The Key f refers to the fixed X mentioned above, so Key Pair = Bool. Substituing Bool for Key f reveals signatures matching the to (index) and from (tabulate) functions2.

As it turns out every Representable has a canonical monadic return and bind, defined as:

returnRep :: Representable f => a -> f a
returnRep = tabulate . const

bindRep :: Representable f => f a -> (a -> f b) -> f b
bindRep m f = tabulate (\a -> index (f (index m a)) a)

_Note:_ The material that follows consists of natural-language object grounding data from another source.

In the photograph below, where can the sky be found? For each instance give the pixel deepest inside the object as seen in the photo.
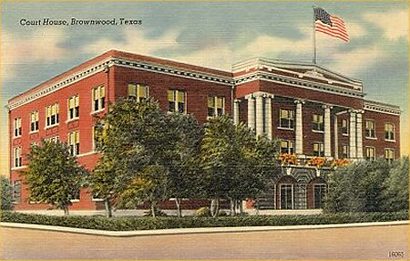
(216, 35)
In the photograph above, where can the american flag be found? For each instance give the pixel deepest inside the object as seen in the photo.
(329, 24)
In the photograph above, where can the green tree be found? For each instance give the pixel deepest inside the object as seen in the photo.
(6, 194)
(236, 164)
(357, 187)
(53, 175)
(396, 187)
(184, 166)
(135, 142)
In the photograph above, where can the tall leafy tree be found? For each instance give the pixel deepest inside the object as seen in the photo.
(396, 187)
(6, 194)
(358, 187)
(184, 166)
(236, 164)
(53, 174)
(136, 142)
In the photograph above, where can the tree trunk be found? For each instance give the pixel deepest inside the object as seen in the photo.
(66, 212)
(232, 207)
(257, 206)
(240, 207)
(153, 209)
(108, 208)
(178, 205)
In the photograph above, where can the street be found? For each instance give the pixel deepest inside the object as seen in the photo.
(382, 242)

Let’s see what this looks like for Pair. First let’s do some substitution on returnRep:

returnRep :: a -> Pair a
returnRep a
  = (tabulate . const) a
  = tabulate (const a)
  = Pair (const a False) (const a True) -- Pair's tabulate = from
  = Pair a a

That matches our return definition above. Now let’s do the same for bindRep:

bindRep :: Pair a -> (a -> Pair b) -> Pair b
bindRep (Pair x y) f
  = tabulate (\a -> index (f (index (Pair x y) a)) a)
  = tabulate g              -- call the lambda 'g'
  = Pair (g False) (g True) -- Pair's tabulate = from

Now substituting False and True into the lambda:

-- g False
  = index (f (index (Pair x y) False)) False
  = index (f x) False     -- Pair's index = to
  = first element of f x  -- Pair's index = to

-- g True
  = index (f (index (Pair x y) True)) True
  = index (f y) True      -- Pair's index = to
  = second element of f y -- Pair's index = to


bindRep (Pair x y) f
  = Pair a d -- where Pair (Pair a _) (Pair _ d)
--                          ^ f x      ^ f y

The same as joinP above.

This is awesome. By starting with the meaning of his data type, Conal discovered the only natural type class instance consistent with the meaning. While in this case I started with the instance and worked my way back, I believe the more useful and consistent approach is to think hard about your data type’s denotation and work your way forward.

  1. Specifically I mean the Hask category with types as objects and functions as arrows.

  2. In general the type class law for Representable requires index and tabulate to be mutual inverses.